Journal of Cellular and Molecular Medicine vol:13 issue:7 pages:1291-1301
Cellular myxoma and grade I myxofibrosarcoma are mesenchymal tumours that are characterized by their abundant myxoid extracellular matrix (ECM). Despite their histological overlap, they differ clinically. Diagnosis is therefore difficult though important. We investigated their (cyto) genetics and ECM. GNAS1-activating mutations have been described in intramuscular myxoma, and lead to downstream activation of cFos. KRAS and TP53 mutations are commonly involved in sarcomagenesis whereby KRAS subsequently activates c-Fos. A well-documented series of intramuscular myxoma (three typical cases and seven cases of the more challenging cellular variant) and grade I myxofibrosarcoma (n = 10) cases were karyotyped, analyzed for GNAS1, KRAS and TP53 mutations and downstream activation of c-Fos mRNA and protein expression.
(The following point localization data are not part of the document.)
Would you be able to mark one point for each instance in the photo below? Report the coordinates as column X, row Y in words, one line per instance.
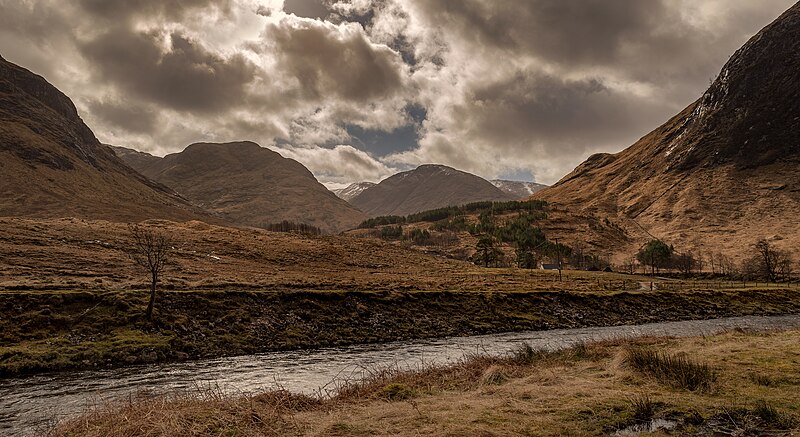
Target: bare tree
column 151, row 252
column 771, row 263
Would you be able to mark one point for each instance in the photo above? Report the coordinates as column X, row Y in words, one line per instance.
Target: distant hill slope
column 52, row 165
column 518, row 189
column 353, row 190
column 722, row 173
column 248, row 185
column 427, row 187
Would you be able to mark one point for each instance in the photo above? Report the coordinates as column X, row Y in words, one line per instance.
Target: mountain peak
column 750, row 115
column 429, row 186
column 699, row 180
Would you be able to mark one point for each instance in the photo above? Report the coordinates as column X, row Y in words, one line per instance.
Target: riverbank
column 49, row 331
column 737, row 383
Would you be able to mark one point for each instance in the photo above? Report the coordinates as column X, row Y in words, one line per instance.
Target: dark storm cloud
column 185, row 76
column 498, row 86
column 327, row 61
column 588, row 31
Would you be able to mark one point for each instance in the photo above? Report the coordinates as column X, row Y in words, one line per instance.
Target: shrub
column 679, row 370
column 396, row 392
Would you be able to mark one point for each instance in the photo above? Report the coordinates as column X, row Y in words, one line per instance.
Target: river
column 31, row 405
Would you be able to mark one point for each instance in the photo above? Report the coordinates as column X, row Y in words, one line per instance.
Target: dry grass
column 586, row 390
column 675, row 369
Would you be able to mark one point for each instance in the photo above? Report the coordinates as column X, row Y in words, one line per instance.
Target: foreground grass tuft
column 678, row 370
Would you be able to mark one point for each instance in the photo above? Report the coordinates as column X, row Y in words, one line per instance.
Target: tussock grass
column 679, row 370
column 582, row 390
column 643, row 408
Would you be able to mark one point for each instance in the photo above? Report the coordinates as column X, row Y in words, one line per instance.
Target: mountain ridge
column 248, row 185
column 54, row 166
column 720, row 174
column 429, row 186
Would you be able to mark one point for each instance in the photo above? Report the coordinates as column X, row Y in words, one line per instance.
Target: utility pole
column 558, row 250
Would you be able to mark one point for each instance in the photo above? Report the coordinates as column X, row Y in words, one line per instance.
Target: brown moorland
column 248, row 185
column 720, row 175
column 751, row 381
column 53, row 166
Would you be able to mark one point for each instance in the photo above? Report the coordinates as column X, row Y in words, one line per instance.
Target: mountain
column 722, row 173
column 427, row 187
column 248, row 185
column 134, row 158
column 518, row 189
column 353, row 190
column 53, row 166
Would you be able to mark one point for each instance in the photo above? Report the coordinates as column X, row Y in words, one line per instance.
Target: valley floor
column 737, row 383
column 70, row 297
column 45, row 331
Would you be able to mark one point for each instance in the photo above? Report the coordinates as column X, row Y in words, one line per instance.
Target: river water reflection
column 30, row 405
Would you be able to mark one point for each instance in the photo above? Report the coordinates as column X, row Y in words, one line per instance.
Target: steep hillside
column 353, row 190
column 53, row 166
column 249, row 185
column 134, row 158
column 425, row 188
column 518, row 189
column 722, row 173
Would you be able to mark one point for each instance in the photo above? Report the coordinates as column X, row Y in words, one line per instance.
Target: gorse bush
column 678, row 370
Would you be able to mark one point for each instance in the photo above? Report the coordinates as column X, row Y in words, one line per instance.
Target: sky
column 357, row 90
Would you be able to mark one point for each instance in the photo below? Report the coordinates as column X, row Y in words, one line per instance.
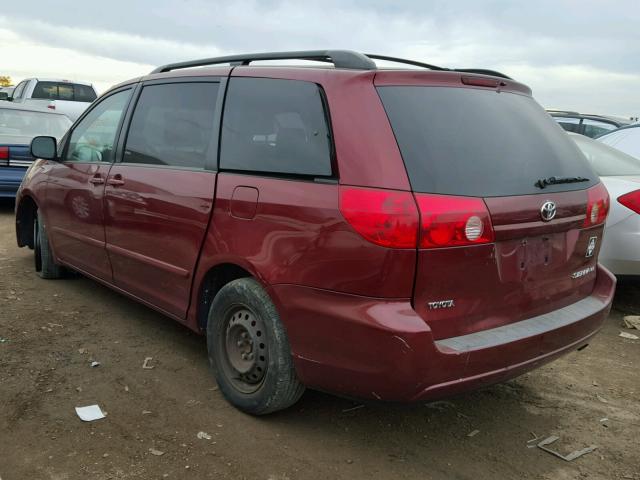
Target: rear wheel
column 43, row 257
column 249, row 350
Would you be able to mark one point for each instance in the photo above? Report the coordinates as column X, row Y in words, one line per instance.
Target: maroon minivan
column 391, row 234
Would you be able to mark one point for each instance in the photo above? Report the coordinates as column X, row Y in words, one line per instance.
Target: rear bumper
column 10, row 179
column 381, row 349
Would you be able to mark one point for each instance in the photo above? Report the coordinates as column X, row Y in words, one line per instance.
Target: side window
column 275, row 126
column 173, row 125
column 93, row 138
column 594, row 128
column 17, row 93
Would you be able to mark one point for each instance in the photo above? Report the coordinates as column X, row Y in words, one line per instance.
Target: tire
column 44, row 263
column 249, row 350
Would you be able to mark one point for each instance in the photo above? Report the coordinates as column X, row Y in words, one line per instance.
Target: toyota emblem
column 548, row 211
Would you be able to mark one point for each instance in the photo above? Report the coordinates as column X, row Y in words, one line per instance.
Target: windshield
column 31, row 124
column 478, row 142
column 606, row 160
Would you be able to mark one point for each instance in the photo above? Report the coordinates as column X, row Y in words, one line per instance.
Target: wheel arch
column 216, row 277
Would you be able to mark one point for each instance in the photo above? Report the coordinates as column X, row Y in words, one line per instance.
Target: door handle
column 115, row 181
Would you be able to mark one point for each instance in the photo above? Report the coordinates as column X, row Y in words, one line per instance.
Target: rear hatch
column 501, row 238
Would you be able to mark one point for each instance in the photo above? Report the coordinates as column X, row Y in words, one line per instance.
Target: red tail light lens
column 597, row 205
column 385, row 217
column 630, row 200
column 448, row 221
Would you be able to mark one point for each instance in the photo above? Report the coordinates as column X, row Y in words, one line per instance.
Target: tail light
column 630, row 200
column 597, row 205
column 4, row 156
column 385, row 217
column 448, row 221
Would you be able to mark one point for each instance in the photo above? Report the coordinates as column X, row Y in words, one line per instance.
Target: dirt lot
column 45, row 325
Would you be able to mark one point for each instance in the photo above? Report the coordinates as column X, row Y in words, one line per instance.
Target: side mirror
column 44, row 147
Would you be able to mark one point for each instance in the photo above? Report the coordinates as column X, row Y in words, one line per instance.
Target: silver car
column 626, row 139
column 620, row 173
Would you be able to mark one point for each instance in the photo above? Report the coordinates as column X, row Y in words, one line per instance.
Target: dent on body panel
column 298, row 236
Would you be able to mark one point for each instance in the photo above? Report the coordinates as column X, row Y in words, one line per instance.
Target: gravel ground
column 50, row 331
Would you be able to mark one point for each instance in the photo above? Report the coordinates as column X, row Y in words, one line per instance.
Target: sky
column 576, row 55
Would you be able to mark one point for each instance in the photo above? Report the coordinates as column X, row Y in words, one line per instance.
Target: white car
column 620, row 173
column 626, row 139
column 61, row 96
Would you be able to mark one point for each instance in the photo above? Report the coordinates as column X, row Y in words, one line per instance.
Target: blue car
column 18, row 125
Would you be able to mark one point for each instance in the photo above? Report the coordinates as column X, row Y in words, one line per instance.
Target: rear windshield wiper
column 543, row 182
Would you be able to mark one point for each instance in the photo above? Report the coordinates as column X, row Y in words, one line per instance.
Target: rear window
column 464, row 141
column 73, row 92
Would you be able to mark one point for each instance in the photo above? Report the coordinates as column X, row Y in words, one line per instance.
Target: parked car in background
column 620, row 173
column 18, row 125
column 626, row 139
column 5, row 92
column 587, row 124
column 62, row 96
column 326, row 227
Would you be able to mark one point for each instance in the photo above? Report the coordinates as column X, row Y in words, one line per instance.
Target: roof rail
column 482, row 71
column 340, row 59
column 405, row 61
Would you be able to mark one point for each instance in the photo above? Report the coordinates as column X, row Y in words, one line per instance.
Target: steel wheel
column 245, row 358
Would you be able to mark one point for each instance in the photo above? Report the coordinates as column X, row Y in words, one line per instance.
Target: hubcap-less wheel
column 245, row 348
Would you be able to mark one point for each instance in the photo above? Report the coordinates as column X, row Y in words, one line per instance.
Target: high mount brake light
column 385, row 217
column 597, row 205
column 482, row 82
column 449, row 221
column 631, row 200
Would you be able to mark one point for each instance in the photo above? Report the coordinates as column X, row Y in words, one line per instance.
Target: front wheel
column 249, row 350
column 43, row 256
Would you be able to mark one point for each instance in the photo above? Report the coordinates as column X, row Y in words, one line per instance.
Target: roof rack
column 405, row 61
column 339, row 58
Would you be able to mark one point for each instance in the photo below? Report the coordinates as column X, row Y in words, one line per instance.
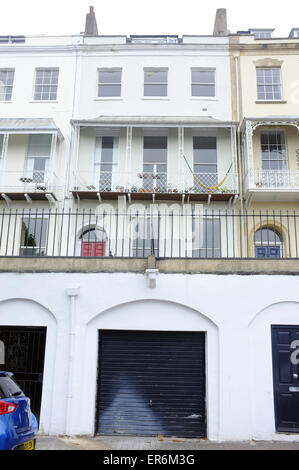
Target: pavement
column 153, row 443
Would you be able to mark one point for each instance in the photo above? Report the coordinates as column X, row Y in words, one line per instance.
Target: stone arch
column 28, row 312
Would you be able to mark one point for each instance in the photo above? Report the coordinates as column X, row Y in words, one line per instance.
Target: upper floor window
column 274, row 153
column 38, row 157
column 105, row 162
column 262, row 33
column 203, row 82
column 1, row 145
column 155, row 82
column 269, row 87
column 46, row 84
column 205, row 160
column 6, row 84
column 109, row 83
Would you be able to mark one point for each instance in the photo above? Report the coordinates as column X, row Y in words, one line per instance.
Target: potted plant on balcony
column 259, row 181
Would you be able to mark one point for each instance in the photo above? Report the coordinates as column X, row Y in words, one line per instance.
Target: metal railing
column 157, row 182
column 183, row 233
column 275, row 179
column 28, row 181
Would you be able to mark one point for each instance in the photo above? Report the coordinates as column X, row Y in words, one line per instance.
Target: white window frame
column 45, row 69
column 35, row 217
column 111, row 69
column 97, row 165
column 204, row 69
column 12, row 70
column 29, row 171
column 270, row 85
column 275, row 131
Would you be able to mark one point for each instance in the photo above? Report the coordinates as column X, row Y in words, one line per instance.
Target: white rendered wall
column 236, row 313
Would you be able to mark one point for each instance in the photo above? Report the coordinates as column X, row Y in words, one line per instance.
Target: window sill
column 270, row 101
column 108, row 98
column 204, row 98
column 43, row 101
column 163, row 98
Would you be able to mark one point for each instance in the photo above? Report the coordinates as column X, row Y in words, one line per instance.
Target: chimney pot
column 91, row 28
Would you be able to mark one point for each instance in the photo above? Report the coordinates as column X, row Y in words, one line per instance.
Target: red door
column 93, row 249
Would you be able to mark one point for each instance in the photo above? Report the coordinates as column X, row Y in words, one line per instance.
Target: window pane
column 203, row 76
column 34, row 236
column 203, row 90
column 155, row 90
column 6, row 82
column 205, row 151
column 113, row 76
column 46, row 81
column 153, row 76
column 109, row 90
column 206, row 238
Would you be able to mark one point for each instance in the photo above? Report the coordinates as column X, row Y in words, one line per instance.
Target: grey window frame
column 283, row 146
column 262, row 96
column 109, row 84
column 149, row 243
column 163, row 84
column 208, row 84
column 8, row 88
column 52, row 87
column 38, row 233
column 209, row 247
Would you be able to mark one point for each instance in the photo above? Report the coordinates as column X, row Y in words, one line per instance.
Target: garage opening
column 151, row 383
column 24, row 356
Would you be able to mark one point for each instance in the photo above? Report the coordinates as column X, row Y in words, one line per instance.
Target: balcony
column 30, row 186
column 157, row 185
column 176, row 231
column 277, row 184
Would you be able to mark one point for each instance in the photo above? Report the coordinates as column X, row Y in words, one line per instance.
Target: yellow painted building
column 265, row 94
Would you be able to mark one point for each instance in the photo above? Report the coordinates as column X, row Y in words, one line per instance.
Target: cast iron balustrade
column 190, row 231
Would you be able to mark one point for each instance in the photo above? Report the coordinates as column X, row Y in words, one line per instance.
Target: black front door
column 24, row 356
column 285, row 349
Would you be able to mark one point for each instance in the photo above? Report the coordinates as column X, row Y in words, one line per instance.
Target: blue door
column 285, row 352
column 267, row 251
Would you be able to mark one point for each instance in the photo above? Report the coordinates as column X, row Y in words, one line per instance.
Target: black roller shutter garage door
column 151, row 383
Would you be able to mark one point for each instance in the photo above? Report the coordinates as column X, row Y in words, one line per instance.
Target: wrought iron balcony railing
column 156, row 182
column 185, row 232
column 28, row 181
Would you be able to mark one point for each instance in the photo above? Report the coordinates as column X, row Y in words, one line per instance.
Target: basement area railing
column 163, row 231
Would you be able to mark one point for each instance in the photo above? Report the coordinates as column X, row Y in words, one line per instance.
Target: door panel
column 24, row 356
column 286, row 378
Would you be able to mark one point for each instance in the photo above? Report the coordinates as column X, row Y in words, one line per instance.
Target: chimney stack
column 220, row 27
column 91, row 28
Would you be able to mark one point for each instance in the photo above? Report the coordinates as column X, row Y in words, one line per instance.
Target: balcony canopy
column 153, row 121
column 29, row 126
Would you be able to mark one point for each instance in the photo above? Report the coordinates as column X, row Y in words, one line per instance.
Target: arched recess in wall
column 261, row 364
column 21, row 312
column 153, row 315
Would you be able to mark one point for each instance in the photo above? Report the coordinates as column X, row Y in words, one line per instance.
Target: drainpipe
column 72, row 292
column 239, row 150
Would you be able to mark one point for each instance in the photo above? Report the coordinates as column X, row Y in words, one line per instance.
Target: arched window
column 93, row 242
column 268, row 243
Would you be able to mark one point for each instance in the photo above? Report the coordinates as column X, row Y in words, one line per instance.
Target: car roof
column 5, row 373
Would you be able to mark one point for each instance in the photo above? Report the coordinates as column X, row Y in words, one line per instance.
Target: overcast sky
column 127, row 17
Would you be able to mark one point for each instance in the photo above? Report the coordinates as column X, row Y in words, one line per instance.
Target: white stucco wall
column 237, row 323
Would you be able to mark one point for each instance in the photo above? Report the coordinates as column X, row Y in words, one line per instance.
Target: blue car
column 18, row 426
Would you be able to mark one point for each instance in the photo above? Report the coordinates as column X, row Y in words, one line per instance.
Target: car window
column 9, row 388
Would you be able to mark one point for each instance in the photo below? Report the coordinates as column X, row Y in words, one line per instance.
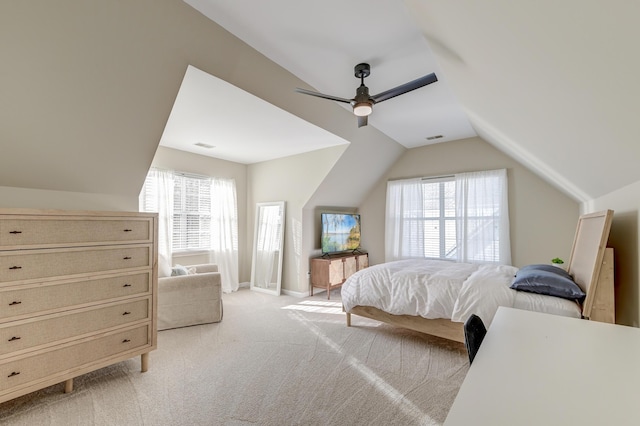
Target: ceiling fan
column 362, row 103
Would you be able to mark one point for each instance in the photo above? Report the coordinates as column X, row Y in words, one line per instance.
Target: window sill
column 185, row 253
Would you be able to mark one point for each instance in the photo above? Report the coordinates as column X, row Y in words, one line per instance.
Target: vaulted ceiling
column 551, row 83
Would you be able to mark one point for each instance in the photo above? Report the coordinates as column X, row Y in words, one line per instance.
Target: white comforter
column 442, row 289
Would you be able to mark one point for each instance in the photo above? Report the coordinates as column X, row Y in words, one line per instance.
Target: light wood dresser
column 78, row 292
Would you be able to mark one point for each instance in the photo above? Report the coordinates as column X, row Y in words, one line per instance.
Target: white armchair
column 192, row 299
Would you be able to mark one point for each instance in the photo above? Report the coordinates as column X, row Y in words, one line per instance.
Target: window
column 462, row 217
column 191, row 213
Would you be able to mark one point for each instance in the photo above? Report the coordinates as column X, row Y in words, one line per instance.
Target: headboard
column 588, row 253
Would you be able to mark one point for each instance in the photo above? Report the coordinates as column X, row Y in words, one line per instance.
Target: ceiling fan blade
column 407, row 87
column 321, row 95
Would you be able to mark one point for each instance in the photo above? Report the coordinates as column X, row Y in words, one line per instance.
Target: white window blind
column 191, row 213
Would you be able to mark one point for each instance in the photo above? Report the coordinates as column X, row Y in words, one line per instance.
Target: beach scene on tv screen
column 341, row 232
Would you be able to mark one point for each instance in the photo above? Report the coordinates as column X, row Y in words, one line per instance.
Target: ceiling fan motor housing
column 362, row 70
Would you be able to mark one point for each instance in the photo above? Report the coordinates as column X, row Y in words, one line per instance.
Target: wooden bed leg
column 604, row 309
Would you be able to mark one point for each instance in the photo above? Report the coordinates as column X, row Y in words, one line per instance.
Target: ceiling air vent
column 204, row 145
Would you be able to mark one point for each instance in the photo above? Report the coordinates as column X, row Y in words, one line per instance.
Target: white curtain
column 157, row 196
column 268, row 245
column 404, row 228
column 224, row 232
column 482, row 211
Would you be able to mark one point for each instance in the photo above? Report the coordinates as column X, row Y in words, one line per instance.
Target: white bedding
column 442, row 289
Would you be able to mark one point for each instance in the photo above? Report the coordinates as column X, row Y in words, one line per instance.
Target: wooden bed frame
column 590, row 264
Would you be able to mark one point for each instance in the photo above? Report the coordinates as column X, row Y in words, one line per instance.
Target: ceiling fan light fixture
column 362, row 109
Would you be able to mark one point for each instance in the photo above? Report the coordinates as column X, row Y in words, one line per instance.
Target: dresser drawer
column 21, row 265
column 31, row 369
column 58, row 327
column 49, row 297
column 61, row 231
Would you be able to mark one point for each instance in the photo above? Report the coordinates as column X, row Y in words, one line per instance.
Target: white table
column 541, row 369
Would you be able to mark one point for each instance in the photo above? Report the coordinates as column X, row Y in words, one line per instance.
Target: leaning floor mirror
column 268, row 240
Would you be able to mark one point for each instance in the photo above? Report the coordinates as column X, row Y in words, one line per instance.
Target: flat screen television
column 340, row 232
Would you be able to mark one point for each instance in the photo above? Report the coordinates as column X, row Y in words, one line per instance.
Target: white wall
column 542, row 219
column 624, row 237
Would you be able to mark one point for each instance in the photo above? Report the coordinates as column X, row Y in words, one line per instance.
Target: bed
column 436, row 297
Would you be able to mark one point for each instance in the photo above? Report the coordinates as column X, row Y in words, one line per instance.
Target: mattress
column 443, row 289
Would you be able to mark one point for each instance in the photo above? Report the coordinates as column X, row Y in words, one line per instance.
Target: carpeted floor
column 271, row 361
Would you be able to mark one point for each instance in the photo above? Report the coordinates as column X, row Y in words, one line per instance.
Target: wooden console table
column 330, row 272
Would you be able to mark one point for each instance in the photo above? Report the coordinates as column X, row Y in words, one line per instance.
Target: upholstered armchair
column 195, row 297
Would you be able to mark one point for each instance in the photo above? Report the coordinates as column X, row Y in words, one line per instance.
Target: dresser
column 330, row 271
column 78, row 292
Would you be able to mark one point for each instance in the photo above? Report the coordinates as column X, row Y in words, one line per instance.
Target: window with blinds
column 439, row 216
column 191, row 209
column 462, row 217
column 191, row 213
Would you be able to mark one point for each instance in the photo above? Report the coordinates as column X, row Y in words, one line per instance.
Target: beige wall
column 542, row 219
column 65, row 200
column 293, row 180
column 624, row 236
column 182, row 161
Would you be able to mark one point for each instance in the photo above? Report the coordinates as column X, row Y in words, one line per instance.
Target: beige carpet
column 271, row 361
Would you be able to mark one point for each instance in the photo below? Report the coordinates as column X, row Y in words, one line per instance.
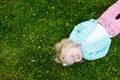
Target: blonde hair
column 64, row 43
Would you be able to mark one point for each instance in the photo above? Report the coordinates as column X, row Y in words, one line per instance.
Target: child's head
column 68, row 52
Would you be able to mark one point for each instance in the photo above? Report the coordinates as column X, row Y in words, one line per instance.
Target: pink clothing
column 108, row 19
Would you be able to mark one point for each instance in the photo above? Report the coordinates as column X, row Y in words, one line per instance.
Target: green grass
column 30, row 28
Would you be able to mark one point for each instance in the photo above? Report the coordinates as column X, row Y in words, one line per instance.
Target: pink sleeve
column 108, row 19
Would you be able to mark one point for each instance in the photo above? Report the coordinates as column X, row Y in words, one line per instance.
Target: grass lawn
column 30, row 28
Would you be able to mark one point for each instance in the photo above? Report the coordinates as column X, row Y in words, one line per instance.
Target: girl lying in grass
column 90, row 39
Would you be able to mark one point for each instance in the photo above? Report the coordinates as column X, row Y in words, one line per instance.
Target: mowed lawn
column 30, row 28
ECM was studied by liquid chromatography mass spectrometry and expression of proteins identified was validated by immunohistochemistry and qPCR. Grade I myxofibrosarcoma showed variable, non-specific cyto-genetic aberrations in 83,5% of cases (n = 6) whereas karyotypes of intramuscular myxoma were all normal (n = 7). GNAS1-activating mutations were exclusively found in 50% of intramuscular myxoma. Both tumour types showed over-expression of c-Fos mRNA and protein. No mutations in KRAS codon 12/13 or in TP53 were detected. Liquid chromatography mass spectrometry revealed structural proteins (collagen types I, VI, XII, XIV and decorin) in grade I myxofibrosarcoma lacking in intramuscular myxoma. This was confirmed by immunohistochemistry and qPCR. Intramuscular/cellular myxoma and grade I myxofibrosarcoma show different molecular genetic aberrations and different composition of their ECM that probably contribute to their diverse clinical behaviour. GNAS1 mutation analysis can be helpful to distinguish intramuscular myxoma from grade I myxofibrosarcoma in selected cases.